She was like that, he was coming to realise: she came and she went, like bright sunlight between clouds, flickering in and out, light and shadow. He heard one date come through - polite, he left her at the door without shouting and screaming, and Gold heard him leave as the front door slammed - but no more drama, and Nottingham was nowhere to be found.

The mornings were quiet without her bounding in, beignets in hand, but he supposed if she didn’t have plans in the evenings there was no reason for her to be out so early or so late. He missed her, but the knowledge of their plans a few days hence gave him anticipation, a treat to look forward to. He even hazarded that he was excited, if excitement weren’t well beyond the reach of grumpy, insular, fifty-year-old divorcees. 

But while Lacey Rose had vanished back into the mist, Zelena Mills was ubiquitous. 

Apparently embarrassed by the unwanted revelation that young Robin was her daughter, Zelena had made it a point to prove her youth and vitality. Where she had been absent before, Zelena was now everywhere: at Tiana’s, ordering coffee before a ‘hectic but invigorating’ day at the office; in the park, on a brief lunch break, bumping into him accidentally while on a vitally important - and yet stallable for an old friend - phone call with a client; he even caught a glimpse of her at the grocery store, although a well-timed call from Neal facilitated a plausible escape.

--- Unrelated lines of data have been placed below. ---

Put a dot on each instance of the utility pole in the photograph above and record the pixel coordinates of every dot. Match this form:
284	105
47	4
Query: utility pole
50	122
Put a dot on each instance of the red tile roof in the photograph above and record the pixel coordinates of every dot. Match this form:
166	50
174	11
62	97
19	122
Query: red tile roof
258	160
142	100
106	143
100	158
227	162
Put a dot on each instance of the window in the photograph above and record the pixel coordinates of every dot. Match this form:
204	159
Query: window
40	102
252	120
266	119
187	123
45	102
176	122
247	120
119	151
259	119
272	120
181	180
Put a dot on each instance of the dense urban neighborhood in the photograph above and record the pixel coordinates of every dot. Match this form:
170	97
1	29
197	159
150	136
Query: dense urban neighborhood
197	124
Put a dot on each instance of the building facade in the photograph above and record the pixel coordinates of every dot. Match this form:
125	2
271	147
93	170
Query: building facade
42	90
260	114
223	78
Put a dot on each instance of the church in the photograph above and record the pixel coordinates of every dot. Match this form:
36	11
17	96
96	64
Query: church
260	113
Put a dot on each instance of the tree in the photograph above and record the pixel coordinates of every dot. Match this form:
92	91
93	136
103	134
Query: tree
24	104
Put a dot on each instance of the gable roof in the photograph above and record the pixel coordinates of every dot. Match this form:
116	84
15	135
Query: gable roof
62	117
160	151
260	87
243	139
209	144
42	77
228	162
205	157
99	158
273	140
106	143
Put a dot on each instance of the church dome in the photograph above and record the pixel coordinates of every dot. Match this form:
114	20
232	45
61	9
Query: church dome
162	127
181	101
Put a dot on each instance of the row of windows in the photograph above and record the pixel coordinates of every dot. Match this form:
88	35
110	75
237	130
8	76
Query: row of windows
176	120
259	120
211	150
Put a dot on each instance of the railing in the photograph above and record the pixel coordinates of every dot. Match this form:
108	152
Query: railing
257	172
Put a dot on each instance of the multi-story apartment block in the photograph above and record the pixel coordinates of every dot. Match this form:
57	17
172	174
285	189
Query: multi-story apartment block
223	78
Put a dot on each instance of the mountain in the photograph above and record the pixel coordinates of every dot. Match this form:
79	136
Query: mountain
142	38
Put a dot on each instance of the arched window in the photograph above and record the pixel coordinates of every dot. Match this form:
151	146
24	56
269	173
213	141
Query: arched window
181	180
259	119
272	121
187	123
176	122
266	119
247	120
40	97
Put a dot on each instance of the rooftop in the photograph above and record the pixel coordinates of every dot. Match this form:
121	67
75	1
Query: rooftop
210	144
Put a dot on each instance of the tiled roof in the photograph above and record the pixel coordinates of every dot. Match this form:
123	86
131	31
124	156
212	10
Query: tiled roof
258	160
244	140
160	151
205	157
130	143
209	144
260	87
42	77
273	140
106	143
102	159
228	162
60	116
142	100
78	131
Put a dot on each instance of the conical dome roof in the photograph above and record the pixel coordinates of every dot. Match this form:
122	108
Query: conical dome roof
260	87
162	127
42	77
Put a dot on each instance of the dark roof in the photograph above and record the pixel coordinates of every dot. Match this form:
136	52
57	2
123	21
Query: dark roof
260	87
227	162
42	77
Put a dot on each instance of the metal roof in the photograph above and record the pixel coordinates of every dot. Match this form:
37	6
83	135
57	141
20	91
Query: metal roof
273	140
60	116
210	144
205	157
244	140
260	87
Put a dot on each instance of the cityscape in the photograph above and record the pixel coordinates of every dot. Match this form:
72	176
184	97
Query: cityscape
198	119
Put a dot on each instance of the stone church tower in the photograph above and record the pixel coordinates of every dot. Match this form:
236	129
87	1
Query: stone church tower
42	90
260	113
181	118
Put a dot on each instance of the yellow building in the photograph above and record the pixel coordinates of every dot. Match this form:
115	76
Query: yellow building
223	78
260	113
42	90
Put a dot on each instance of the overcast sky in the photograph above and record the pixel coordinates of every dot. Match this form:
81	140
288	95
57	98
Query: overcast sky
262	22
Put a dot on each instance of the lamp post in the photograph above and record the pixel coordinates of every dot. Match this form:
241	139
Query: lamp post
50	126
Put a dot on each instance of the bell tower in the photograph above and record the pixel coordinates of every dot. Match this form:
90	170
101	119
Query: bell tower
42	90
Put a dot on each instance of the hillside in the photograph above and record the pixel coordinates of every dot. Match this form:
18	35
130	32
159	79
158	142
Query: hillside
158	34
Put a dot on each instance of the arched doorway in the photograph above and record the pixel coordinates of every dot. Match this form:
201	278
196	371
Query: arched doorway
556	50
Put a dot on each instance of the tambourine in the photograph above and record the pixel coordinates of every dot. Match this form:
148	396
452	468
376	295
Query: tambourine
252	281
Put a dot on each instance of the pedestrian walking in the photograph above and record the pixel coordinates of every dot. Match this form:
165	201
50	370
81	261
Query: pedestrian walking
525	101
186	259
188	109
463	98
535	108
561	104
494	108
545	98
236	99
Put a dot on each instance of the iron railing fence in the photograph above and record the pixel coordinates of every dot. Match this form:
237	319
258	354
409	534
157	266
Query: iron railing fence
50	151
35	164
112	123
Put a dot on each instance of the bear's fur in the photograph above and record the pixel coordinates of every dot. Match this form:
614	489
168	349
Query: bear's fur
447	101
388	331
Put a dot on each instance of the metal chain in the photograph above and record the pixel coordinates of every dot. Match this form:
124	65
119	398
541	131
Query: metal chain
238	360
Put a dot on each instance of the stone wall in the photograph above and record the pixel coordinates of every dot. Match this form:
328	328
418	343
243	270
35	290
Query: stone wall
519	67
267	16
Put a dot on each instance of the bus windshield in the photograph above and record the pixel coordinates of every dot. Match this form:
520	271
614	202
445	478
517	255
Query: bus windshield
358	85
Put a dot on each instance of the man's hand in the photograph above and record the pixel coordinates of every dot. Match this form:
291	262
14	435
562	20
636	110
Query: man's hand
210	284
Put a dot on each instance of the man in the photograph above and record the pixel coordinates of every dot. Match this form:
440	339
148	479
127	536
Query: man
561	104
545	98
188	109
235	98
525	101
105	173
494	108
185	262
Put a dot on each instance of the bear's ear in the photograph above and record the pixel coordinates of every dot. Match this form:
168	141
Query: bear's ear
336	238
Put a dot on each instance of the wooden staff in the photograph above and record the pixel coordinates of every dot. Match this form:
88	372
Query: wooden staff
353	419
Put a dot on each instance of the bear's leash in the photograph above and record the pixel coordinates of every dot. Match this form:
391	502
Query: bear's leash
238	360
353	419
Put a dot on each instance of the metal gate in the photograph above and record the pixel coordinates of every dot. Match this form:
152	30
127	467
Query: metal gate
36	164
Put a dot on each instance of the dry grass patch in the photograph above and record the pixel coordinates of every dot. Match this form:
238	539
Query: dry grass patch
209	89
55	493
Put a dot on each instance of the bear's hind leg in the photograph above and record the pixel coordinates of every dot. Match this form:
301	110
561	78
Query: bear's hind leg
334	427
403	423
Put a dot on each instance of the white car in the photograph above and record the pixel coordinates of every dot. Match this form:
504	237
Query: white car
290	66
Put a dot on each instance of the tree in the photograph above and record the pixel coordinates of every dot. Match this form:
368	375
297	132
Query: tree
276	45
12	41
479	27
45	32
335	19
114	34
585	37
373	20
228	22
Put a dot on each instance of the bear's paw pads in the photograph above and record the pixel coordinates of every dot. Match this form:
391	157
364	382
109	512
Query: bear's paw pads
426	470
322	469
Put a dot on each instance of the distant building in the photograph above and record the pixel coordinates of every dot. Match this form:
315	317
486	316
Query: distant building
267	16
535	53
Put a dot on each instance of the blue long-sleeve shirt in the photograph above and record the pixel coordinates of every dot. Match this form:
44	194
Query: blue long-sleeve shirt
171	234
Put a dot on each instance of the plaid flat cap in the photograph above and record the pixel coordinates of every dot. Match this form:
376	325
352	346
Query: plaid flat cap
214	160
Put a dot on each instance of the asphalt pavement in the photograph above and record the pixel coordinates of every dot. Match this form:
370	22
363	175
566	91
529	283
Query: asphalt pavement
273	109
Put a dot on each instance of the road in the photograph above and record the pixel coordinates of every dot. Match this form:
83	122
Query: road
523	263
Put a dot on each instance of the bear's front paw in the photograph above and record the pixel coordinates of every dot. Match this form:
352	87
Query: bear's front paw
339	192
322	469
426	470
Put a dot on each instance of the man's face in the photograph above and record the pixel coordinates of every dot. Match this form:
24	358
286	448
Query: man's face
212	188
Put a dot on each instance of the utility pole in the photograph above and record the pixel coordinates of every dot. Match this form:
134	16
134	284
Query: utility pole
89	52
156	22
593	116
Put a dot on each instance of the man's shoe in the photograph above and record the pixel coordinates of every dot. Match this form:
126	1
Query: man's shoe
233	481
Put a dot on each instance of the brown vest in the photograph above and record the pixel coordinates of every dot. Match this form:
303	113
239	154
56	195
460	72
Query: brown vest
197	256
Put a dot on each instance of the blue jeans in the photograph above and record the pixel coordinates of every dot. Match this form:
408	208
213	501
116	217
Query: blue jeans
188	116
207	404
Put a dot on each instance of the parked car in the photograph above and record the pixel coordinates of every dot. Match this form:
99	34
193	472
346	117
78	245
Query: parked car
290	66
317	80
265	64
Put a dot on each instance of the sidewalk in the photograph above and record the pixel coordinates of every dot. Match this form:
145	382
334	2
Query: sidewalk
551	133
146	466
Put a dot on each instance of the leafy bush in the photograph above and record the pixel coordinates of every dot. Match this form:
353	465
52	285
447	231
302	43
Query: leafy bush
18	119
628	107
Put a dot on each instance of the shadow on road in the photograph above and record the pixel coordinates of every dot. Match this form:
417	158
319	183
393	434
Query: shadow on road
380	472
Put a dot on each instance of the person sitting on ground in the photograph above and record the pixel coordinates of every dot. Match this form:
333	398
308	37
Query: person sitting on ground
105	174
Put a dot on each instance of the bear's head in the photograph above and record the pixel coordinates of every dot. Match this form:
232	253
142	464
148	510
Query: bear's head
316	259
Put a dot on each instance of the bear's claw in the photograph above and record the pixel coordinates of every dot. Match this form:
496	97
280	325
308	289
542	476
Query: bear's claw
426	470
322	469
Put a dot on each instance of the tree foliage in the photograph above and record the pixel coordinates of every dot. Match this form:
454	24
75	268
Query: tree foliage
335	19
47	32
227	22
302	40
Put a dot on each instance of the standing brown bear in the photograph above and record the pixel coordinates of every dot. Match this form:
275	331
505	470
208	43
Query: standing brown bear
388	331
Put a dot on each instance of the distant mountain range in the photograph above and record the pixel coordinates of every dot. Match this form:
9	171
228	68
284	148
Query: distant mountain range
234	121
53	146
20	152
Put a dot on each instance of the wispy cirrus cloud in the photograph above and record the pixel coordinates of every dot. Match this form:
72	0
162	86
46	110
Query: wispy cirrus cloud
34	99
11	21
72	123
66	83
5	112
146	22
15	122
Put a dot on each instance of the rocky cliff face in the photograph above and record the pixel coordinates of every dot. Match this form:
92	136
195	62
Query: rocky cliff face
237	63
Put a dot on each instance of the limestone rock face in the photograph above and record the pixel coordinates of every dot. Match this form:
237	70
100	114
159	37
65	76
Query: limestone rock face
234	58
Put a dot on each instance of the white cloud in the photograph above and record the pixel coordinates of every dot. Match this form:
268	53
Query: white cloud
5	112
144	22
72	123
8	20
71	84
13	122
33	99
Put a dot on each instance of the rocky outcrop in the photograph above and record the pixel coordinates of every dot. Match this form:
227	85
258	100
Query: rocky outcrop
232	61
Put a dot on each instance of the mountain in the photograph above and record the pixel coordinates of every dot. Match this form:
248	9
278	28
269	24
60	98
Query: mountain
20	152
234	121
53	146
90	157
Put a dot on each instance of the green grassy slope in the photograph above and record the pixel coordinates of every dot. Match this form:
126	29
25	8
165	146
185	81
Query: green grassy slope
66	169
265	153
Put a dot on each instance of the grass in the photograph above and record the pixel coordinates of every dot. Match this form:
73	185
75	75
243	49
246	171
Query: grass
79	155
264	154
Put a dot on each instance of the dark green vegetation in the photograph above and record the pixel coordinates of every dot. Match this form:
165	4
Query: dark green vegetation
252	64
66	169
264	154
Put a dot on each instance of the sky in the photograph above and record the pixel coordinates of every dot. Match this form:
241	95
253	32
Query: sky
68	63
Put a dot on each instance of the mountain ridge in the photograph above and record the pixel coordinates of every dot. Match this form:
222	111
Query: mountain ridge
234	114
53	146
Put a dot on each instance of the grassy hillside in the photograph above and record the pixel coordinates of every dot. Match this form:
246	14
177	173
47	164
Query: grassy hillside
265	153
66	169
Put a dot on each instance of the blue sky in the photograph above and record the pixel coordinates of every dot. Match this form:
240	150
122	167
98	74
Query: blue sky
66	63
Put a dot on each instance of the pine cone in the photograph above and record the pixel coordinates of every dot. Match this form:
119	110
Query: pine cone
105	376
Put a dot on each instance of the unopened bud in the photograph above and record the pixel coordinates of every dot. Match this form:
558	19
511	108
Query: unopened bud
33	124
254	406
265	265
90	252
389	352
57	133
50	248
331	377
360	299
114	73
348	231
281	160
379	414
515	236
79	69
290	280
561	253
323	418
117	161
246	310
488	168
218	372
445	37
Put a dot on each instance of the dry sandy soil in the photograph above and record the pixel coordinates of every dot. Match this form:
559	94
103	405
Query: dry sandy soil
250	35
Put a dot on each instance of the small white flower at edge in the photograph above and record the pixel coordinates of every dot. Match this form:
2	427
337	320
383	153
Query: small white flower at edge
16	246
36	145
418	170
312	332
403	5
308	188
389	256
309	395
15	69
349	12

Gold had hoped his lack of interest in her had been clear at the party, but he had not counted on her being delusional to the point of insanity. He had forgotten - purposely, and with force - most of his involvement with the Mills women. He remembered clearly only enough to know that Cora was to be avoided at all costs, Zelena was unstable, and Regina capable but ruthless. Of the three of them, Regina was the only one he would associate with willingly, and then only if there was something he needed.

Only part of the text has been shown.